The technique adapted by the makers of the movie is not seminal. It is cliche, for all I can care to comment on the backdrop. But the nagging versatility the french are known to deliver, claws at my feet, as I type these words. Yes, the movie is phenomenal. 

“Now, concentrate. First time is the best. It’s the one you long for” she continues, lighting the foil with heroin over it “riding the red dragon” she concludes.

Now, that is not all. there is talk of “crude capitalism” and “sensual socialism”. The old man has all his old pals, mistresses and family with him. As audience, we seem to gaze at the slow crack of the dawn. The policeman who theorises on how he vainly attempted to put an end to the drug trafficking; the addict who dubiously asserts “never trust a junkie”; the son who sweeps the whole arena of possibilities to make it favourable for the dying man; old man’s tirade on civilisation’s barbarism- you are almost certain by now, this is no ordinary film.

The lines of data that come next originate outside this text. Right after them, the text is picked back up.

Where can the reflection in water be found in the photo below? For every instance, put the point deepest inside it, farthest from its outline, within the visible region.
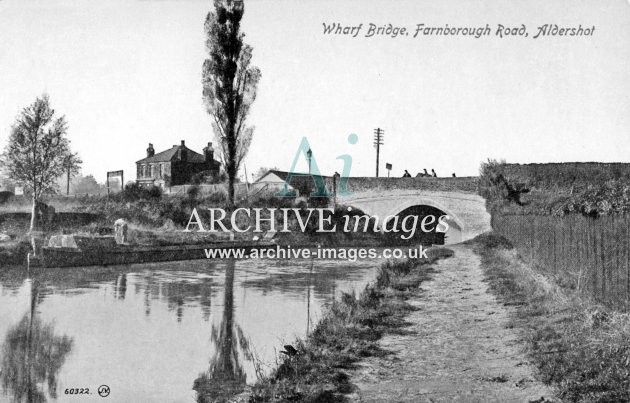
(226, 376)
(173, 322)
(32, 355)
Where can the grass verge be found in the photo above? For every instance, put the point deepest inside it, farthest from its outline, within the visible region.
(348, 332)
(580, 348)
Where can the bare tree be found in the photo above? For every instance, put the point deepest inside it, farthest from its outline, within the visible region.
(38, 146)
(72, 164)
(229, 85)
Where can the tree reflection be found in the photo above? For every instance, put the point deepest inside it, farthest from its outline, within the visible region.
(32, 356)
(226, 376)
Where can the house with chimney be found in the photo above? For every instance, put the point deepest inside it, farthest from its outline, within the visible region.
(175, 166)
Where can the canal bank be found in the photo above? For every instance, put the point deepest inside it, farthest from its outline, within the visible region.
(318, 367)
(172, 322)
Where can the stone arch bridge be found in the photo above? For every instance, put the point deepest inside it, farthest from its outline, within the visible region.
(456, 197)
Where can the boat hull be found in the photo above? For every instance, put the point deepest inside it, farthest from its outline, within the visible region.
(125, 254)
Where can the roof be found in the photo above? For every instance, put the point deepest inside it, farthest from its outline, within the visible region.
(171, 154)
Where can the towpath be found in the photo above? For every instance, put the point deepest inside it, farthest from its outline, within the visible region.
(461, 347)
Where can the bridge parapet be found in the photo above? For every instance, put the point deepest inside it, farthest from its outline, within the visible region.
(463, 184)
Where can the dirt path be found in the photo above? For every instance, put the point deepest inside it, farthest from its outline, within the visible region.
(461, 350)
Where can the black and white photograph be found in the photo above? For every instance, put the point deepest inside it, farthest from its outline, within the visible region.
(249, 201)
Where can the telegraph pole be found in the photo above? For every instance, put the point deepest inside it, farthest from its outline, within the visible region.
(378, 142)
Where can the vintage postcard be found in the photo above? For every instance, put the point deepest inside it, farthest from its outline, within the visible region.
(314, 201)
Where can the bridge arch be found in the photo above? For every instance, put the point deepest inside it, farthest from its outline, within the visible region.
(405, 204)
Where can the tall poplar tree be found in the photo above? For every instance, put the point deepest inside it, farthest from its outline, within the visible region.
(229, 85)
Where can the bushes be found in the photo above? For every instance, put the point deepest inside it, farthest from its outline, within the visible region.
(349, 331)
(580, 348)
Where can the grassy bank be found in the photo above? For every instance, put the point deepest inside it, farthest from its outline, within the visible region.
(579, 347)
(348, 332)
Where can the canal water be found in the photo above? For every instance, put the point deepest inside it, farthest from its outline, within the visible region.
(159, 332)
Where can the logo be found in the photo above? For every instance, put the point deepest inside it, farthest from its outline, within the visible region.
(103, 391)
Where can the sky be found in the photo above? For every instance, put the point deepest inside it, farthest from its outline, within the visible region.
(127, 73)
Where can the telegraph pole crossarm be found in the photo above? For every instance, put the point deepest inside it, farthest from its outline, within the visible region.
(378, 142)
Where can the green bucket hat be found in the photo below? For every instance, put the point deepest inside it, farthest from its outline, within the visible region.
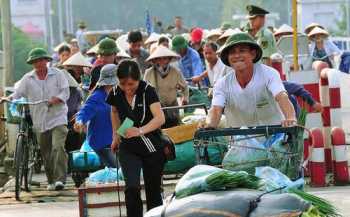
(37, 53)
(178, 43)
(82, 24)
(236, 39)
(107, 47)
(254, 11)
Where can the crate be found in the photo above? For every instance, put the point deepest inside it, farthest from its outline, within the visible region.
(102, 199)
(181, 133)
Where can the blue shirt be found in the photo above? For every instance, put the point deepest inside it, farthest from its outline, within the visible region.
(191, 64)
(97, 113)
(296, 90)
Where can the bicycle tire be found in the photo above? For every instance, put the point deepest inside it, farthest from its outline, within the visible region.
(29, 165)
(19, 165)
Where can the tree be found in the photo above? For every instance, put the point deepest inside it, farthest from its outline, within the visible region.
(21, 45)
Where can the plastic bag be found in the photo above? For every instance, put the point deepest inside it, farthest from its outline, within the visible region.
(245, 154)
(86, 157)
(273, 179)
(13, 106)
(106, 175)
(86, 147)
(193, 182)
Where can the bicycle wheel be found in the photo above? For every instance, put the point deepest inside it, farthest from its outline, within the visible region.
(29, 165)
(19, 165)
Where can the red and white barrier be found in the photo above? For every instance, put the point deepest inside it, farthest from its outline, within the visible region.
(317, 159)
(341, 171)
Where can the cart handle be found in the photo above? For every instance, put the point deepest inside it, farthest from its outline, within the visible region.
(201, 105)
(265, 130)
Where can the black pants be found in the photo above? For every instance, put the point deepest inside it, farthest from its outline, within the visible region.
(152, 167)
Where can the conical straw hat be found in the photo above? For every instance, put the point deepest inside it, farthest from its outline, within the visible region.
(123, 54)
(60, 45)
(77, 60)
(309, 28)
(152, 38)
(318, 30)
(162, 51)
(93, 50)
(284, 29)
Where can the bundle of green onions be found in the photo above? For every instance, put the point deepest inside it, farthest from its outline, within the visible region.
(325, 208)
(224, 179)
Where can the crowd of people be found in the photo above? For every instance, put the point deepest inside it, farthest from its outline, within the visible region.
(94, 90)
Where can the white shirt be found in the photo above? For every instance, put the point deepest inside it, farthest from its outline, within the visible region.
(33, 89)
(330, 48)
(218, 71)
(253, 105)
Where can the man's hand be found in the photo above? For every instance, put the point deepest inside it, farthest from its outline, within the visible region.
(317, 107)
(196, 79)
(54, 101)
(5, 99)
(115, 144)
(184, 101)
(132, 132)
(79, 127)
(289, 122)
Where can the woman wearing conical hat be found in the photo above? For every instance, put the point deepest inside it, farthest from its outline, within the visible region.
(168, 81)
(321, 48)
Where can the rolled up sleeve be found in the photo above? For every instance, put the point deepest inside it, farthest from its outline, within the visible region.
(63, 88)
(219, 97)
(274, 83)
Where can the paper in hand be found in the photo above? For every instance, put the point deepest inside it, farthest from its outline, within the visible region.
(127, 123)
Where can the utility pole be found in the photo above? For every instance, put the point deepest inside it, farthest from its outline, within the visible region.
(7, 77)
(60, 21)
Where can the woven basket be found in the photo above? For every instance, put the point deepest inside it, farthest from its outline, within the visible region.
(181, 133)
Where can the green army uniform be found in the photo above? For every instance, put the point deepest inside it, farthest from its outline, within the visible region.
(264, 36)
(265, 39)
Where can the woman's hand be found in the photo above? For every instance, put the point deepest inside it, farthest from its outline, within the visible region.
(79, 127)
(115, 144)
(132, 132)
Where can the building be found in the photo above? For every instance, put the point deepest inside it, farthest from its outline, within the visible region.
(35, 17)
(324, 12)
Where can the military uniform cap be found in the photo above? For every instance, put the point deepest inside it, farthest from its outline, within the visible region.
(254, 11)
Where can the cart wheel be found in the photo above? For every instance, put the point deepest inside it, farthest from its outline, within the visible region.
(79, 178)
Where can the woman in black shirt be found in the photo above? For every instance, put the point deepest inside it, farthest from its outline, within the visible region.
(141, 147)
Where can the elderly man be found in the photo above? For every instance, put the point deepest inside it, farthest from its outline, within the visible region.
(253, 94)
(190, 63)
(179, 29)
(82, 42)
(216, 69)
(136, 51)
(262, 35)
(49, 119)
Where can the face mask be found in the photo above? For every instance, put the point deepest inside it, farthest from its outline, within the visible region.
(162, 70)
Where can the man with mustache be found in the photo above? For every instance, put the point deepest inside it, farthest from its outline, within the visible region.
(253, 94)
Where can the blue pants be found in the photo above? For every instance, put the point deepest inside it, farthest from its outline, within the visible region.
(107, 157)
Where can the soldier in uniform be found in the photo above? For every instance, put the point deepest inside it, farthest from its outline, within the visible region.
(263, 36)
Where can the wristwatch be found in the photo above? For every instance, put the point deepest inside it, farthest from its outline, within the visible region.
(140, 131)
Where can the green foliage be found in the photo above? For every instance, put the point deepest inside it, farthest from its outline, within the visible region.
(21, 45)
(341, 24)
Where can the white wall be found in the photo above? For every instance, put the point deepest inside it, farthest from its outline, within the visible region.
(324, 12)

“the rivers of sperms I spilled, dreaming of her thighs” reminisces the dying old man as he drops an eye of youthful endeavour on his days of puberty. The gorgeous women he spent night after night dreaming of; the shine of the milky white thighs of an actress from the sixties. The movie switches, not back and forth as it happens in a compromised script, but melodically, in great sweeps, alights as a flock of birds - on the ruminations, on the heroin snorting, on the titillating talks with pals, on the labours of his son, on the invasion of the barbarians. Its simply amazing.

With so many interludes and so many threads that snap at each other to make themselves accentuated in the plot that seems to disintegrate into well calculated paradoxical catharsis, the saving grace is the brevity of the conversations that the addict and the dying man have. In the hospital, the old man laments that he did not pen “The Gulag Archipelago” or “The Periodic Table”, and the addict, played with grace (by the star of ‘Diving bell’ and ‘Tell no one’) notes, you "you at least realise".

George Orwell once said that a writer has to communicate in as few words as possible, and avoid long sentences if he can. I think, “The Barbarian Invasions” has achieved that. It swathes the whole spectrum of a life lived in forgetfulness. In the helplessness of dying moments, one remembers, and wonders, if only, he had done something consequential than being just another individual.